In evaluating the foregoing extended quotation, it may be understood that the defendant there identified was a Maine corporation having a similarly named, and wholly owned, Alabama subsidiary which had and operated a place of business in North Carolina, in which state the action originated.

Likewise here, the Nebraska corporation’s identity was preserved as a reality, not as a fiction or device. Its business and operations were kept separate and distinct from those of the defendant. Its corporate history was made, and its records maintained, its meetings both of stockholders and of directors had in Nebraska. Finally, there is no evidence which persuades, or even forcibly suggests to, the court that there was any lack of good faith on the part of the defendant in its relations with the Brush Company. It merely chose, after its acquisition of Brush Company’s corporate stock, to allow the Nebraska corporation to retain its existence and persist in the conduct of its business, and not to enter into Nebraska to transact business on its own account. (The factual recitals of this paragraph shall be understood as express findings by the court.)
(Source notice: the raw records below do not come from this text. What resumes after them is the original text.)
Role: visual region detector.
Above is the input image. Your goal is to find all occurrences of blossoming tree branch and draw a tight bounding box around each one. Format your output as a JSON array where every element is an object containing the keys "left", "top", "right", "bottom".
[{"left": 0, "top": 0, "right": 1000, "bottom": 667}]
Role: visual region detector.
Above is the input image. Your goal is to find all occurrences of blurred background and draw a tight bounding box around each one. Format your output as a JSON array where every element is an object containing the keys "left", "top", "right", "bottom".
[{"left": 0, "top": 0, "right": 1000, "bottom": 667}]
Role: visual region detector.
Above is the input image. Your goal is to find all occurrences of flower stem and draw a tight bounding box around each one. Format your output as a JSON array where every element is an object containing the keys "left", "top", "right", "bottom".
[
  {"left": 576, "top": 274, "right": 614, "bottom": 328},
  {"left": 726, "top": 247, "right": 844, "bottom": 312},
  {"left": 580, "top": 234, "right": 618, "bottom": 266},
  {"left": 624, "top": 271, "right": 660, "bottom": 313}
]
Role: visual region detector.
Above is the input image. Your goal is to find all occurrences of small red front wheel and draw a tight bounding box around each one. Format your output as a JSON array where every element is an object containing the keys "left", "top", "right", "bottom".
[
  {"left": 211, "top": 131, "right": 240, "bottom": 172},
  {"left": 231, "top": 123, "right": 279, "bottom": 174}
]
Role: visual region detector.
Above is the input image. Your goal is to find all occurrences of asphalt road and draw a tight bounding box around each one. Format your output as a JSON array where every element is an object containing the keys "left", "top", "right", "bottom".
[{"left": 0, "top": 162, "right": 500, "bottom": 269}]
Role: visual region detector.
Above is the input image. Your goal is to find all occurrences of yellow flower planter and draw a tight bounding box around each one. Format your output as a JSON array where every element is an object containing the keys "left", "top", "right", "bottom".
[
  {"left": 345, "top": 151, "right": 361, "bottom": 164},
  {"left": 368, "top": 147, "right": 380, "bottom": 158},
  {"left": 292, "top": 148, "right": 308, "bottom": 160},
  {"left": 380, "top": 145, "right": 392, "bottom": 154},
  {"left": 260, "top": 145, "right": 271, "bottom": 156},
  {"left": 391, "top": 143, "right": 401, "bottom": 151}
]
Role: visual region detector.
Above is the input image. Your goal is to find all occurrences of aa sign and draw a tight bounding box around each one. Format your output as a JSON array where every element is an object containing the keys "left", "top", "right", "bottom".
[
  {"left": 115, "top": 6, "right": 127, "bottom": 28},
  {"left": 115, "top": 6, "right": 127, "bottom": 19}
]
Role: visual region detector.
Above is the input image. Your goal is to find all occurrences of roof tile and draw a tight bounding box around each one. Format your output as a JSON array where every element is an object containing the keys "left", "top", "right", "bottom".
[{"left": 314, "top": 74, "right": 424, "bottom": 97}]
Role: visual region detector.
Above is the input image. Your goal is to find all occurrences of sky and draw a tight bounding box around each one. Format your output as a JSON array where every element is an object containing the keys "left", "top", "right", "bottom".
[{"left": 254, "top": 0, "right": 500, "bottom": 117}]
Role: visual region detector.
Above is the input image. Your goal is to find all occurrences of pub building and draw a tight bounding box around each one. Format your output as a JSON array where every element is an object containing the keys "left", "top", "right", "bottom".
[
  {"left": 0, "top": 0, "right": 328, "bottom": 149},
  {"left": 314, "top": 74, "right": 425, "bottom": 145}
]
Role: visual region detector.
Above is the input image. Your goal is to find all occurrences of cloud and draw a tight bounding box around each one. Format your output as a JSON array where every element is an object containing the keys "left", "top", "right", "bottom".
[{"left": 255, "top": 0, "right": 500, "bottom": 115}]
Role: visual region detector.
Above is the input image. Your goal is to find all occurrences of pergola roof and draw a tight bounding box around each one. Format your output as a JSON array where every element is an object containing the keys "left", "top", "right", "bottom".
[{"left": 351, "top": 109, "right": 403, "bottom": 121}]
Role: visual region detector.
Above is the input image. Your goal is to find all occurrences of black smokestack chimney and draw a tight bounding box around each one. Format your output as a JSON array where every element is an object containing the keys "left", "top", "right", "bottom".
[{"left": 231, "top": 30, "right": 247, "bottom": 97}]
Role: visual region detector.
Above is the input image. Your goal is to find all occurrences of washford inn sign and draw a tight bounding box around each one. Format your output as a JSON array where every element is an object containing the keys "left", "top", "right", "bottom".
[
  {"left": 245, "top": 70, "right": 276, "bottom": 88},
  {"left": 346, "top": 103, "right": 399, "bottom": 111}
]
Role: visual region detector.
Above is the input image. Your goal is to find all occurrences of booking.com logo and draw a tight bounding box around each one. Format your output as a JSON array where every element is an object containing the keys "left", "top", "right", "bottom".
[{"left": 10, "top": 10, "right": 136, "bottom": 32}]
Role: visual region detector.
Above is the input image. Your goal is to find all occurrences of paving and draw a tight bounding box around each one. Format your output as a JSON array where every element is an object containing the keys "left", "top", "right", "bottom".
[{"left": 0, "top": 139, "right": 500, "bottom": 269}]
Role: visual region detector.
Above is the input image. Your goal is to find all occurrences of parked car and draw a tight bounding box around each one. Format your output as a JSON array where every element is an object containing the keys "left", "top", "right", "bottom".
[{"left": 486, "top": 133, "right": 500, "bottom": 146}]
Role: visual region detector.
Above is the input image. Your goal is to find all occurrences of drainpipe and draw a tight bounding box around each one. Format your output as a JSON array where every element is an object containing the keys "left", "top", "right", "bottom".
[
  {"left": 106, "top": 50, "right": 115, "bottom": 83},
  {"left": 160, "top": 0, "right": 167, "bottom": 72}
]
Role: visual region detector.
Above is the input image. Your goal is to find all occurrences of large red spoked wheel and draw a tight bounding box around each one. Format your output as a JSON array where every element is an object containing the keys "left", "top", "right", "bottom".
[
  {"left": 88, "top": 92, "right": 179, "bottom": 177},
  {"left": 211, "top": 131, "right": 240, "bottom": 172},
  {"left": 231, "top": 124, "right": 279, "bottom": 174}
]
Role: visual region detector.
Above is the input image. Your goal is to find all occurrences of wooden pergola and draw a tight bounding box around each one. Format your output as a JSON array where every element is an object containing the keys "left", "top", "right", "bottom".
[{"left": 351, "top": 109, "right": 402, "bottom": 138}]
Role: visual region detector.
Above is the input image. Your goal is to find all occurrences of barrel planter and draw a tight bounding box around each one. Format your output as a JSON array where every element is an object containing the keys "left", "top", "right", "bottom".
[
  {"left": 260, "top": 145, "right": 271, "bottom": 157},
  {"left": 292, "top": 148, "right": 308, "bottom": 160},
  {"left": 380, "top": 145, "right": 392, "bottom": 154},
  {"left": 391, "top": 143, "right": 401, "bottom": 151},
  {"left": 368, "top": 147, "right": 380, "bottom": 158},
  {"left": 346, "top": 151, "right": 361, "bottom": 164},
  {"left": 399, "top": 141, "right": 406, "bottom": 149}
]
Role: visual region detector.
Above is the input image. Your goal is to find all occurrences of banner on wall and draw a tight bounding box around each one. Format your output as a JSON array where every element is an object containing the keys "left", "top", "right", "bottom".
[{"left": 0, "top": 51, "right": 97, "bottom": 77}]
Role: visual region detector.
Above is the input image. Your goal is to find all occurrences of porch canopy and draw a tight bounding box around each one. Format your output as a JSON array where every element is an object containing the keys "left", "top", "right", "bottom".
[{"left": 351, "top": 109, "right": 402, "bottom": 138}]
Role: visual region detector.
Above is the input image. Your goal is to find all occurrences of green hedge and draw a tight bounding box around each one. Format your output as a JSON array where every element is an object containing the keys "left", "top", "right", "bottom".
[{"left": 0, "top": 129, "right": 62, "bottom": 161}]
The conclusion of the court, therefore, is that the defendant never was—and never did or transacted business—in Nebraska. It necessarily follows that it was not suable in Nebraska in an action strictly in per-sonam, and that the attempted service upon it of process in this action was void. Obviously, that conclusion does not reach the question whether the plaintiff has or states a claim against the defendant on which relief may be granted in an appropriate forum. Nor need it do so. Rosenberg Brothers & Co. v. Curtis Brown Co., supra. The existence of a valid claim and the appropriate court for its vindication are two separate and not necessarily related questions. And, since the defendant has not done business in Nebraska, the discussion and ruling in Yoder v. Nu-Enamel Corporation, 140 Neb. 585, 300 N.W. 840 (dealing with the amenability to suit and process of a foreign corporation formerly but not at the time of service engaged in business in Nebraska, where the claim arises out of business done in the state), have no present pertinence. The necessity of that conclusion receives special emphasis from the explicit averments of *138the plaintiff’s petition or complaint in which he rests his claim upon the alleged conversion by the defendant of his shares of stock in Brush Company rather than on contract. Any such conversion which may have occurred undoubtedly took place in New York or Connecticut. At least, it is not even alleged to have been done in Nebraska; and any possible supposition to that effect is rather repelled by the language of the complaint from which it may be inferred—although it is not definitely stated in the pleading—that notice of the conversion was given to the plaintiff by the defendant’s president through correspondence.

An order is being entered sustaining the “Special Appearance”, appraised as a motion to dismiss, and dismissing the action for want of jurisdiction and invalidity of the service of process.